Where the plan seems likely to run into strong opposition is in its efforts to drastically move the insurance market away from employer-based or publicly operated plans. As championed by John McCain during the presidential campaign, The Patients' Choice Act of 2009 effectively ends tax breaks for employers who provide health coverage to their workers, choosing instead to give a $5,710 tax cut to families and a $2,290 cut to individuals to help them pay for health insurance coverage. Critics insist that this system would end up costing both business and consumers more over the long term. And some objective analysts have agreed. After all, families are currently paying approximately $12,300 a year for health care today.
The notion that guaranteed choice can be achieved under the private market is also predicated on several debated notions. The first is that an effective enforcement mechanism can be put in place requiring private insurers to offer coverage. The authors call for the creation of a non-profit, independent board "to penalize companies that cherry-pick health patients." The second concern is that the market itself might consolidate. The latter is already promising to be a big problem, a Democratic critic of the plan notes, as studies show the HMO and Preferred Provider Organization industries to be "highly-concentrated, or anti-competitive, in 96% of metropolitan areas."

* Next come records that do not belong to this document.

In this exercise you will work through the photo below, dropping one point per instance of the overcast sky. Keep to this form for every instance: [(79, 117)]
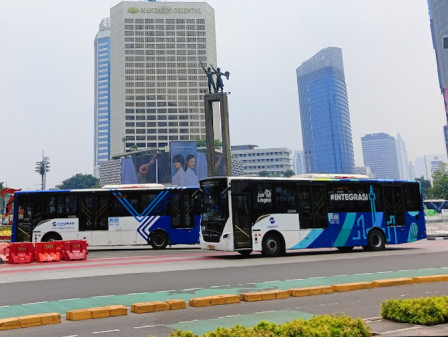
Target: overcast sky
[(47, 78)]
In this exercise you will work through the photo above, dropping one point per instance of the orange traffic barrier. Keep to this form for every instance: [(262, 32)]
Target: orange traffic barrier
[(47, 251), (22, 252), (74, 250), (4, 252)]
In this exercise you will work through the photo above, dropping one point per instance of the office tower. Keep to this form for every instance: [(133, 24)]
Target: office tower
[(438, 15), (405, 171), (255, 160), (102, 96), (380, 154), (324, 114), (156, 80)]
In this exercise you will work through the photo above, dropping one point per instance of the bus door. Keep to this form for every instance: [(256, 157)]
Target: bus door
[(312, 210), (393, 205), (242, 226), (93, 219), (182, 219)]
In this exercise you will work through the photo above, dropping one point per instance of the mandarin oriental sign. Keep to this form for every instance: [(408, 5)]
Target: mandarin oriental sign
[(164, 10)]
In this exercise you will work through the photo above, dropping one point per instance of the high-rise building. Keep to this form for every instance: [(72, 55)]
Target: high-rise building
[(404, 167), (438, 15), (102, 96), (255, 160), (425, 166), (156, 78), (324, 114), (380, 155)]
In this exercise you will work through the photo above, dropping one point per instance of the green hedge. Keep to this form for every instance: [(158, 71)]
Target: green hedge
[(318, 326), (425, 311)]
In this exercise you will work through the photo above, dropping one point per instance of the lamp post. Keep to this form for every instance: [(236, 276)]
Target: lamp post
[(42, 167)]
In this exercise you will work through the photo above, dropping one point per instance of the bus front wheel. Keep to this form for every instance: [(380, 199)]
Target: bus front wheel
[(159, 240), (272, 246), (375, 240), (51, 237)]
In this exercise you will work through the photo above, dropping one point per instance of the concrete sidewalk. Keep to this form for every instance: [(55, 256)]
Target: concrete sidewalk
[(383, 327)]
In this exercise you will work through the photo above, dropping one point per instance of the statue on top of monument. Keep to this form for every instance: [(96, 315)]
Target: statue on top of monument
[(211, 83), (219, 83)]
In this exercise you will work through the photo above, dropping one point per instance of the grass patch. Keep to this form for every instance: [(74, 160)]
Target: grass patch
[(423, 311), (319, 326)]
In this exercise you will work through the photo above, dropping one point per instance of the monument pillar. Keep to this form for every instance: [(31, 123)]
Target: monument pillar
[(220, 97)]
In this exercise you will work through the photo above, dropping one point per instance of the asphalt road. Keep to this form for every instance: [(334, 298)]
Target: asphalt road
[(187, 273)]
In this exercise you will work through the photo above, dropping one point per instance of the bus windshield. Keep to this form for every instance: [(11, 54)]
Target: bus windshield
[(215, 201)]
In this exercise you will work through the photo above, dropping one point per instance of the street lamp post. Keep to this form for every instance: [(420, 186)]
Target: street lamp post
[(42, 167)]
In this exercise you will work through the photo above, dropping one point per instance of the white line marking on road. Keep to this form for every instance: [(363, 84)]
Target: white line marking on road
[(400, 330), (194, 320), (165, 291), (105, 331), (145, 326)]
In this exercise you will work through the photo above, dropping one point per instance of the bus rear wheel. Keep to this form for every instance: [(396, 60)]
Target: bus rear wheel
[(345, 249), (272, 246), (159, 240), (375, 240), (51, 237)]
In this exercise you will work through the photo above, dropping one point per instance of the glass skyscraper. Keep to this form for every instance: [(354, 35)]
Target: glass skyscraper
[(324, 114), (102, 95), (438, 15), (380, 154)]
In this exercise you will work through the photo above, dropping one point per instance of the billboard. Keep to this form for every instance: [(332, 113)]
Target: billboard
[(152, 168), (184, 163)]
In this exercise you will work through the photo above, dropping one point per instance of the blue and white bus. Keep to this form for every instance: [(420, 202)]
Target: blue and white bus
[(271, 215), (113, 215)]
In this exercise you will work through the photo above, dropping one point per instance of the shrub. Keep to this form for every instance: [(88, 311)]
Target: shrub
[(425, 311), (318, 326)]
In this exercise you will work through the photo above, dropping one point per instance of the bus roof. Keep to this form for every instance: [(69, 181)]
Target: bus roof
[(311, 177), (110, 187)]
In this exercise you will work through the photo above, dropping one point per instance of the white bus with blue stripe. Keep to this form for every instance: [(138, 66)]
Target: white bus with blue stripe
[(272, 215), (113, 215)]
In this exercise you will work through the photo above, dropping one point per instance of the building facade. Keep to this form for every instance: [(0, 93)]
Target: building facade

There are, finally, some budgetary concerns with the Republican proposal. The authors call for investing in chronic disease prevention for problematic, long-term illnesses -- including providing $50 million annually for increased vaccine availability. They pledge major administrative improvements in Medicaid and Medicare as well. And they promise to ensure compensation for injured patients by encouraging legal reforms. All of this will require spending, and eliminating the tax exclusions for employer coverage can only get them so far.